21 March marked the annual Human Rights day in South Africa. This day provided the important opportunity to reflect on progress made on the advancement and protection of human rights as well as confront the failures.
Masifundise and Coastal Links South Africa (CLSA), together with partners and allies, carried out a campaign that was both digital and physical in nature to highlight the many human rights injustices facing small-scale fishers in the Eastern Cape, Western Cape, Northern Cape and KwaZulu-Natal.
Small-scale fishing activities are an integral part of many coastal and inland communities. They represent a significant source of income and form part of their livelihoods. Local communities have been harvesting resources from the coasts and oceans for decades, and fishing is part of their culture, identity, and heritage. On Human Rights Day we were reminded that the fight for the realisation of these rights continued.
Fishing communities all along the coasts demonstrated using placards and signs to highlight the following:
- That small-scale fishers are not supported in any way with infrastructure, petrol subsidies, access to markets and other measures. This undermines the important role small-scale fishers play as food providers and in creating and ensuring livelihoods in coastal communities.

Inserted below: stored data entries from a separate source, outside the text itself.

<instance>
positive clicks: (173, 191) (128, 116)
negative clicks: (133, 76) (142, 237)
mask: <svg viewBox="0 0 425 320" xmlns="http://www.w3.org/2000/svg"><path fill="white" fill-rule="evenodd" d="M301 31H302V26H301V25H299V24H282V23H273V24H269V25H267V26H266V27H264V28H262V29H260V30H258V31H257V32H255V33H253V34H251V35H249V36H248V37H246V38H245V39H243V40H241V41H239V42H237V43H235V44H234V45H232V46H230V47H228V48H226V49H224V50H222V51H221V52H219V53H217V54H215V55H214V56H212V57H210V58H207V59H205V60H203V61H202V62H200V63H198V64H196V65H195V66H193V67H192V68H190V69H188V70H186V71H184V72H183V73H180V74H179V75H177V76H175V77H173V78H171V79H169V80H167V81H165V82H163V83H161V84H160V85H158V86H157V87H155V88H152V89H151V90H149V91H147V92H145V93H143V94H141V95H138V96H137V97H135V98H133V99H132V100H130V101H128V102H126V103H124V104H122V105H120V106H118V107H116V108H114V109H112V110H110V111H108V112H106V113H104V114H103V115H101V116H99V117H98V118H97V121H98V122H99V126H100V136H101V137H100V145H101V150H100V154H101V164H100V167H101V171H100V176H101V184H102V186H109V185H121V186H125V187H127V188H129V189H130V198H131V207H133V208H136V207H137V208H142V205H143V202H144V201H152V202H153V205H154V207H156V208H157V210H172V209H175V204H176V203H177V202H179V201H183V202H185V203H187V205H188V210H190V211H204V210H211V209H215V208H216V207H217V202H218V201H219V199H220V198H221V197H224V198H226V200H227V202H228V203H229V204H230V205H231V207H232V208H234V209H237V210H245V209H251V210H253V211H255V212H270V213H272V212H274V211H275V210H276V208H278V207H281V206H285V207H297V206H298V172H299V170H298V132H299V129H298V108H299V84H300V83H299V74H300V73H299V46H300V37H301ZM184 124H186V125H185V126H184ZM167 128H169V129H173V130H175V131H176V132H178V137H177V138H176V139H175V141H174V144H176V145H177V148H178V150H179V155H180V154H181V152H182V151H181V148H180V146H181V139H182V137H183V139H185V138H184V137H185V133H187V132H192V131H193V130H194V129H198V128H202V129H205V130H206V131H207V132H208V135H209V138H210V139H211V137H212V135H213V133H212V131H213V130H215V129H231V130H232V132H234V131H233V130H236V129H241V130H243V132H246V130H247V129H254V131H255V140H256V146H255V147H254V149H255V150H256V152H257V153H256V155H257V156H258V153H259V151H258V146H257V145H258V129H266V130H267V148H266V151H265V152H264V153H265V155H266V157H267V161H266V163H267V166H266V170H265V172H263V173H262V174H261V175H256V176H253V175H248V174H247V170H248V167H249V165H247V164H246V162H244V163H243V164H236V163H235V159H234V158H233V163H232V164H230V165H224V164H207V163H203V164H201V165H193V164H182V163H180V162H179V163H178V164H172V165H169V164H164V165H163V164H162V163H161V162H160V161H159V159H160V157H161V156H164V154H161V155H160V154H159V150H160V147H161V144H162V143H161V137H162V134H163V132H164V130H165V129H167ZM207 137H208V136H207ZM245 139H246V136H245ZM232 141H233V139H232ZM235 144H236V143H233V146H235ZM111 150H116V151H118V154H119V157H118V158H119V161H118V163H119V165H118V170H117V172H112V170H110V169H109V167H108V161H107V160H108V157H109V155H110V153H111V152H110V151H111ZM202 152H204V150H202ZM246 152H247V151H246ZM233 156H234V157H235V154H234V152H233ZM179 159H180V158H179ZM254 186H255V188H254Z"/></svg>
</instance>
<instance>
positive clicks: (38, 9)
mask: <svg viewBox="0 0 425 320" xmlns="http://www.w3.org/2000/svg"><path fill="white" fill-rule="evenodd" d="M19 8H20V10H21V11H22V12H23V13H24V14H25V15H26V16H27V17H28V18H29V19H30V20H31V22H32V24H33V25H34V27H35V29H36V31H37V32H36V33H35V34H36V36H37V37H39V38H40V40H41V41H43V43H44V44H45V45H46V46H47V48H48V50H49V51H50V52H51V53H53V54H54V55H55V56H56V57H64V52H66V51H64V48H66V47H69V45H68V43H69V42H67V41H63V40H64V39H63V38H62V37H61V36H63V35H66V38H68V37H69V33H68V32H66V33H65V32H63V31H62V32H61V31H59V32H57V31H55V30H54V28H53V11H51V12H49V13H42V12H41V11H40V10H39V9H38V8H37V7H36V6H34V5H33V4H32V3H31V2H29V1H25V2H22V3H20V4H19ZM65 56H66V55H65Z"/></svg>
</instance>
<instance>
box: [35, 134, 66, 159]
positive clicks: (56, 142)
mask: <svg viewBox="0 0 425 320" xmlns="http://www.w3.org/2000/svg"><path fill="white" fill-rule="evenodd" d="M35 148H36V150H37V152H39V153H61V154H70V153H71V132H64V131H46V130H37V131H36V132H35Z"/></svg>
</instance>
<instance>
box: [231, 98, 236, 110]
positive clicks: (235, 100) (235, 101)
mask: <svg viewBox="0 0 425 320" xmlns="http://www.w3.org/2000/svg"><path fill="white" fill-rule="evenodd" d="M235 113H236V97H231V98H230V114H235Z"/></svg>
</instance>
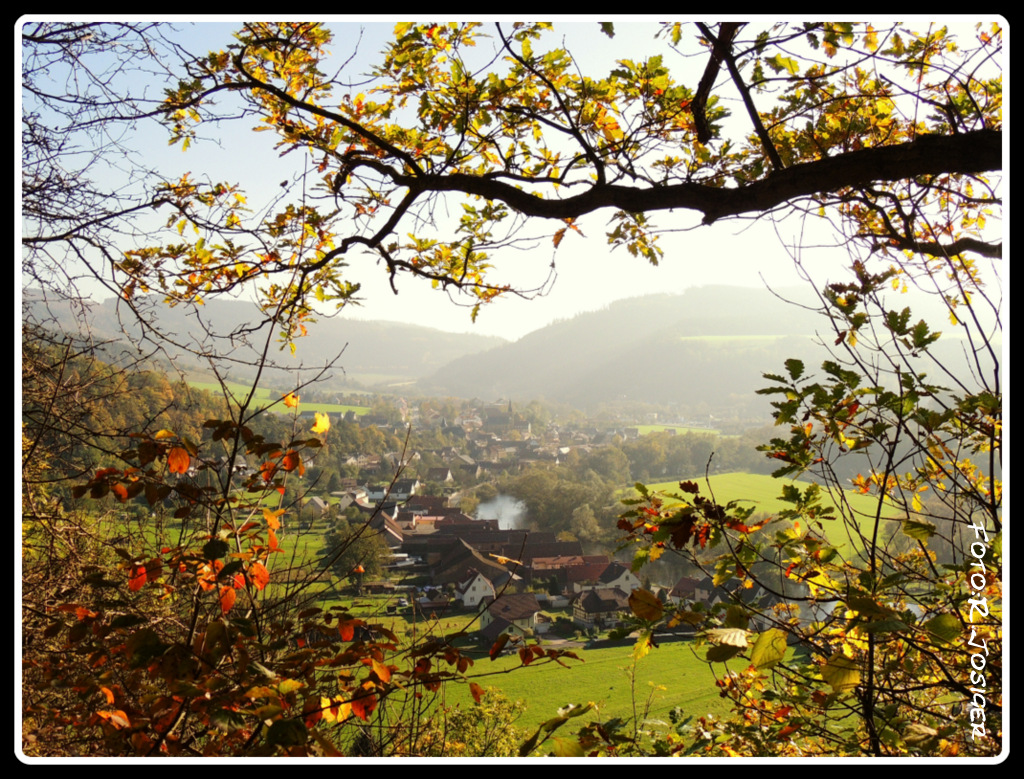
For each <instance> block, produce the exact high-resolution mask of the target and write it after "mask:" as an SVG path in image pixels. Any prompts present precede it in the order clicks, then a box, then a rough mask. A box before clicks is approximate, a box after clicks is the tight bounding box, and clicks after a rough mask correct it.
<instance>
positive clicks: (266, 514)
mask: <svg viewBox="0 0 1024 779" xmlns="http://www.w3.org/2000/svg"><path fill="white" fill-rule="evenodd" d="M284 513H285V510H284V509H278V511H270V510H269V509H263V519H265V520H266V523H267V525H269V527H270V529H271V530H276V529H279V528H280V527H281V521H280V520H279V519H278V517H280V516H281V515H282V514H284Z"/></svg>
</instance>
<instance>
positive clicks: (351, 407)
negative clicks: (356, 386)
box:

- The criminalisation of inland fishing communities by local law enforcement agencies.
- The lack of recognition for customary rights that has contributed to many challenges faced by fishers. Small-scale fishers are continually being prohibited from entering their traditional fishing grounds and securing their livelihoods. The promotion of customary rights is one of the founding principles of the Small-scale Fisheries Policy but is not implemented.
- That fishing rights are intrinsically linked to human rights. The recognition of these rights are enshrined in the South African constitution and the failure to uphold them will result in the erasure of traditional and cultural practices that sustain fishing communities.